Pour un pays souffrant déjà :

  • d’une forte dépendance énergétique,
  • de fragilités sociales structurelles,
  • d’un déficit commercial chronique,

l’impact est forcément amplifié. Plus préoccupant encore : le Maroc ne dispose ni d’une véritable souveraineté énergétique ni d’alternatives économiques solides capables d’absorber un tel choc.


V. Le contraste révélateur avec les États ayant choisi la neutralité

Face aux grandes crispations internationales, plusieurs puissances régionales ont opté pour :

  • la retenue diplomatique,
  • la diversification de leurs partenariats,
  • une logique d’équilibre plutôt que d’alignement.

Le Maroc, lui, a fait le choix d’un ralliement sans réserve, se privant de toute marge de manœuvre.
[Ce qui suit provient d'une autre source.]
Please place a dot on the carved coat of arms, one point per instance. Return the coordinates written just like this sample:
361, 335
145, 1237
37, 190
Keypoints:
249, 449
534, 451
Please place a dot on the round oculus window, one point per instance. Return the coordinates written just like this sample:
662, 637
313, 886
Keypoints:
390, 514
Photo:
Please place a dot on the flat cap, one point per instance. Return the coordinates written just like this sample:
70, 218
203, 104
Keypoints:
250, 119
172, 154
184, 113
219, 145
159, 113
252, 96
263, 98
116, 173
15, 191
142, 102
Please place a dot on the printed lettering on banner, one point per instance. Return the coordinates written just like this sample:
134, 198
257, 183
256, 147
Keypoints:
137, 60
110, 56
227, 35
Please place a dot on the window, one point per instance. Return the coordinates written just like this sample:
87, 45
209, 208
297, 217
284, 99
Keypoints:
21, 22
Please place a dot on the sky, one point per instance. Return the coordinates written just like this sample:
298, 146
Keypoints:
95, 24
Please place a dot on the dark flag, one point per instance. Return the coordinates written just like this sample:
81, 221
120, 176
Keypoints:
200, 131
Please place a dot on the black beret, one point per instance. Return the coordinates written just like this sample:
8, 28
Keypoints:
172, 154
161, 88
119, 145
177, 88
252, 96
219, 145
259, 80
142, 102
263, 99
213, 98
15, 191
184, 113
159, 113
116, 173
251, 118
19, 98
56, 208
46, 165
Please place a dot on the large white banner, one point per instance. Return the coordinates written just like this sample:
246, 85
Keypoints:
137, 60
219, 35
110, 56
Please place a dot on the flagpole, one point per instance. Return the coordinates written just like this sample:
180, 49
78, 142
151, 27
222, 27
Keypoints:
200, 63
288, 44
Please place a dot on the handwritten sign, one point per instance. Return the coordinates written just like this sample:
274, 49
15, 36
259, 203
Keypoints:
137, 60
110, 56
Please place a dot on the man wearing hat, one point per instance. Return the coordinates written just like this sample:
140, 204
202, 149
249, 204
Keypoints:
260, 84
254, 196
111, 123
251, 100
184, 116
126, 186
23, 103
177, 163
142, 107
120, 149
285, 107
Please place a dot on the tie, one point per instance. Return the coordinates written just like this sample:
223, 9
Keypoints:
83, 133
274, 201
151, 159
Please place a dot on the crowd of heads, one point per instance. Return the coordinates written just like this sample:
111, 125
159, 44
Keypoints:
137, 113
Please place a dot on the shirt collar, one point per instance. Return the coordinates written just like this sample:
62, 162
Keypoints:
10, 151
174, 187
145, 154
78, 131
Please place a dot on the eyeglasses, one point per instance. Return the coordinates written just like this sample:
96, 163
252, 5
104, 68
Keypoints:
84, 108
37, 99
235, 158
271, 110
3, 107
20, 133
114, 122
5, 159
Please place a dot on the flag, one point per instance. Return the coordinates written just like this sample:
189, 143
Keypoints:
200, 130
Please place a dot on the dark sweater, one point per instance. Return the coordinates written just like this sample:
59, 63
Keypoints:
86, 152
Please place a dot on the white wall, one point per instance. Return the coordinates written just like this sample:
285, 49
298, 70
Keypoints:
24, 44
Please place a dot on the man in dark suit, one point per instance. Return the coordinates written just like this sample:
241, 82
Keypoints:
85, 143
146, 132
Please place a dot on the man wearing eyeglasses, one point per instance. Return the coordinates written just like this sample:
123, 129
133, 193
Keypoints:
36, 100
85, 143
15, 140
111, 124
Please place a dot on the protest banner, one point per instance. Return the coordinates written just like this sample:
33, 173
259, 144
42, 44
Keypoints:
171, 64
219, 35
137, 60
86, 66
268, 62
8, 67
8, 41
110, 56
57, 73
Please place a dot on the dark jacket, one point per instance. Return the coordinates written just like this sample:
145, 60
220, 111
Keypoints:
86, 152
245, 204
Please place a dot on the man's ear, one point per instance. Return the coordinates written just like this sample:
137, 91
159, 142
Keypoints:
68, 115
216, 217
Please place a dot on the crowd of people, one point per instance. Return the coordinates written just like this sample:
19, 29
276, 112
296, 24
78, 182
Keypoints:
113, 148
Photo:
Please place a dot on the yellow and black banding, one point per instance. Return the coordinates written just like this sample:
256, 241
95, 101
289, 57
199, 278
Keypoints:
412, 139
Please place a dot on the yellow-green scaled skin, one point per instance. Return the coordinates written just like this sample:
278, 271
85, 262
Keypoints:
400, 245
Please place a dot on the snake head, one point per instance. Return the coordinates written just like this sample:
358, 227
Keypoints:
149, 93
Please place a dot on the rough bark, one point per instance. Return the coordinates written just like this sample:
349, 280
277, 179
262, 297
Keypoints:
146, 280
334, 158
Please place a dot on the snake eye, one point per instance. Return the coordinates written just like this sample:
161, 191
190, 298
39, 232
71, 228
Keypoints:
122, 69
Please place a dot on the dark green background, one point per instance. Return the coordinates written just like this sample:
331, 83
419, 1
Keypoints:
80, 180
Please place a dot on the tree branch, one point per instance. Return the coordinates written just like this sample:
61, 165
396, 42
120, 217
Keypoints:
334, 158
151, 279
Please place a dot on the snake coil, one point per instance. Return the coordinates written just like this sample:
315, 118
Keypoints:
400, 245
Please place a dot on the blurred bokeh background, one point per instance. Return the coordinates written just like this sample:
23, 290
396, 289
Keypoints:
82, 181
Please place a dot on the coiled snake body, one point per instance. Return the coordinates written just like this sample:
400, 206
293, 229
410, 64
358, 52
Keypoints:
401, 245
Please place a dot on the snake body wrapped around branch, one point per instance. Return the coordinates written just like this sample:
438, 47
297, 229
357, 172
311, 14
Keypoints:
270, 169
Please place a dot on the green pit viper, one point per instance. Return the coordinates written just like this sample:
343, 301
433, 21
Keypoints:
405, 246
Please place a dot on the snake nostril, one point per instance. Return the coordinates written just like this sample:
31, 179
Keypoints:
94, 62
Or, dans les périodes de crise majeure, la neutralité stratégique est souvent une force, tandis que l’alignement aveugle devient un fardeau.


Conclusion

La guerre en Iran — indépendamment de ses développements militaires — constitue un test implacable pour les États ayant fondé leur politique étrangère sur la délégation stratégique plutôt que sur la souveraineté, sur le loyalisme plutôt que sur l’intérêt national.

De ce point de vue, le Maroc figure parmi les grands perdants :

  • perte d’autonomie politique,
  • implication dans des conflits étrangers à ses intérêts vitaux,
  • investissements diplomatiques dans des alliances qui n’offrent aucune garantie dans les moments décisifs.

En géopolitique, la pire des défaites n’est pas la destruction, mais l’erreur de jugement.